Prove that \(\gcd (n,{\text{ }}m) \times {\text{lcm}}(n,{\text{ }}m) = n \times m\) for all \(n,{\text{ }}m \in {\mathbb{Z}^ + }\).

every positive integer, greater than \(1\), is either prime or can be expressed uniquely as a product of primes     A1A1

Note:     Award A1 for “product of primes” and A1 for “uniquely”.

[2 marks]

\(5577 = 3 \times 11 \times {13^2}{\text{ and }}99099 = {3^2} \times 7 \times {11^2} \times 13\)     M1

\(\gcd (5577,{\text{ }}99099) = 3 \times 11 \times 13,{\text{ lcm}}(5577,{\text{ }}99099) = {3^2} \times 7 \times {11^2} \times {13^2}\)     A1A1

[3 marks]

METHOD 1

\(n = p_1^{{k_1}}p_2^{{k_2}} \ldots p_r^{{k_r}}\) and \(m = p_1^{{j_1}}p_2^{{j_2}} \ldots p_r^{{j_r}}\)     M1

employing all the prime factors of \(n\) and \(m\), and inserting zero exponents if necessary     R1

define \({g_i} = \min ({k_i},{\text{ }}{j_i})\) and \({h_i} = \max ({k_i},{\text{ }}{j_i})\) for \(i = 1 \ldots r\)     (M1)

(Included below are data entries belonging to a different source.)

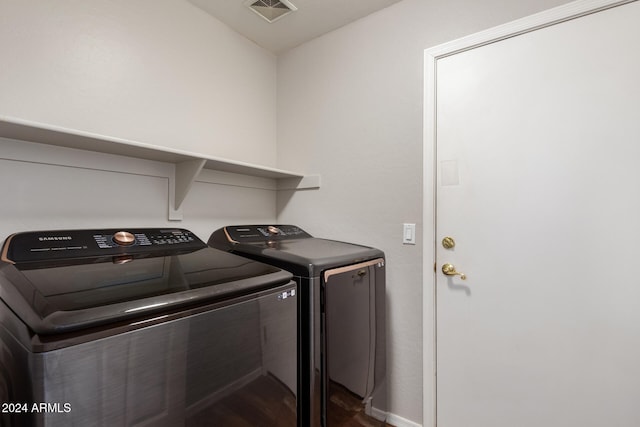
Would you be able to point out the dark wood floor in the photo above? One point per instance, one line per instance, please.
(265, 402)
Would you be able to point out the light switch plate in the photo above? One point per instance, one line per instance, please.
(409, 234)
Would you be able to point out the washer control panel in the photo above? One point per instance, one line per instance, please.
(66, 244)
(264, 233)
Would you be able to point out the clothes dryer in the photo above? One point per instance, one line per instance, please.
(341, 332)
(143, 327)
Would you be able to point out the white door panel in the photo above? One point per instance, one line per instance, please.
(538, 144)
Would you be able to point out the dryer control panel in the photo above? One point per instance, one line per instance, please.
(68, 244)
(264, 233)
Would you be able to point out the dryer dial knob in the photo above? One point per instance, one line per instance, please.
(124, 238)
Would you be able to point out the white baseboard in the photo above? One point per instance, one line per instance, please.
(398, 421)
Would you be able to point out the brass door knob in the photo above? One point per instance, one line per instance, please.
(450, 270)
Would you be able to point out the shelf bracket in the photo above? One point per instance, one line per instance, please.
(180, 183)
(308, 182)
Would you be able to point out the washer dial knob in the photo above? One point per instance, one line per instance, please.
(124, 238)
(273, 230)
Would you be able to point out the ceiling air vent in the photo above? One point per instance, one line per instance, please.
(271, 10)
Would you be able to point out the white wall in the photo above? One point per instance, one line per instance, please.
(48, 188)
(158, 72)
(350, 109)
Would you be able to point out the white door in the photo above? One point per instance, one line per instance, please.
(538, 183)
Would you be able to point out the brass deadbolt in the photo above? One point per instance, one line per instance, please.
(448, 243)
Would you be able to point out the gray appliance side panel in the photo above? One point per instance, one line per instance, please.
(355, 339)
(177, 373)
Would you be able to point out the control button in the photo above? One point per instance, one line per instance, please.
(124, 238)
(273, 230)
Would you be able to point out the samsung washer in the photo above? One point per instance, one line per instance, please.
(341, 313)
(143, 327)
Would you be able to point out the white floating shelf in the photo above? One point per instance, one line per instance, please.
(187, 165)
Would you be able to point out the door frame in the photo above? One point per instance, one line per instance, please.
(531, 23)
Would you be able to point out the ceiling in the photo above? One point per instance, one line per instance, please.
(311, 19)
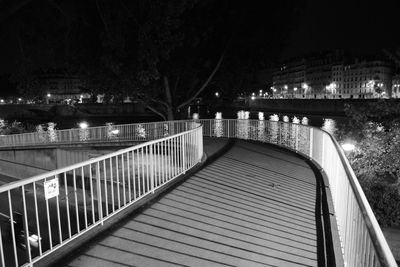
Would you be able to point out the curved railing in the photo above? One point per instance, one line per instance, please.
(139, 132)
(59, 206)
(362, 241)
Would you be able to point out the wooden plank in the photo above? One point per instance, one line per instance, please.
(254, 206)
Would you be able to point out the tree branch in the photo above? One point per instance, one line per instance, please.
(156, 112)
(206, 82)
(165, 104)
(101, 16)
(12, 10)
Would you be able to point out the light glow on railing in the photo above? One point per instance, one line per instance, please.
(83, 125)
(92, 191)
(348, 147)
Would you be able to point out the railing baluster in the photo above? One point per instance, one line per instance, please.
(99, 195)
(84, 196)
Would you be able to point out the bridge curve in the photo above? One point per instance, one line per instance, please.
(94, 191)
(253, 206)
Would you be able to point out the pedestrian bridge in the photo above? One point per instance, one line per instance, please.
(282, 195)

\(\gcd (n,{\text{ }}m) = p_1^{{g_1}}p_2^{{g_2}} \ldots p_r^{{g_r}}\) and \({\text{lcm}}(n,{\text{ }}m) = p_1^{{h_1}}p_2^{{h_2}} \ldots p_r^{{h_r}}\)     A1A1

noting that \({g_i} + {h_i} = {k_i} + {j_i}\) for \(i = 1 \ldots r\)     R1

\(\gcd (n,{\text{ }}m) \times {\text{lcm}}(n,{\text{ }}m) = n \times m\) for all \(n,{\text{ }}m \in {\mathbb{Z}^ + }\)AG

METHOD 2

let \(m\) and \(n\) be expressed as a product of primes where \(m = ab\) and \(n = ac\)     M1

\(a\) denotes the factors that are common and \(b,{\text{ }}c\) are the disjoint factors that are not common     R1

\(\gcd (n,{\text{ }}m) = a\)     A1

\({\text{lcm}}(n,{\text{ }}m) = \gcd (n,{\text{ }}m)bc\)     A1

\(\gcd (n,{\text{ }}m) \times {\text{lcm}}(n,{\text{ }}m) = a \times (abc)\)     M1

\( = ab \times ac\) and \(m = ab\) and \(n = ac\) so     R1

\(\gcd (n,{\text{ }}m) \times 1{\text{ cm}}(n,{\text{ }}m) = n \times m\) for all \(n,{\text{ }}m \in {\mathbb{Z}^ + }\)     AG

[6 marks]

Total [11 marks]

In part (a), most candidates omitted the 'uniquely' in their definition of the fundamental theorem of arithmetic. A few candidates defined what a prime number is.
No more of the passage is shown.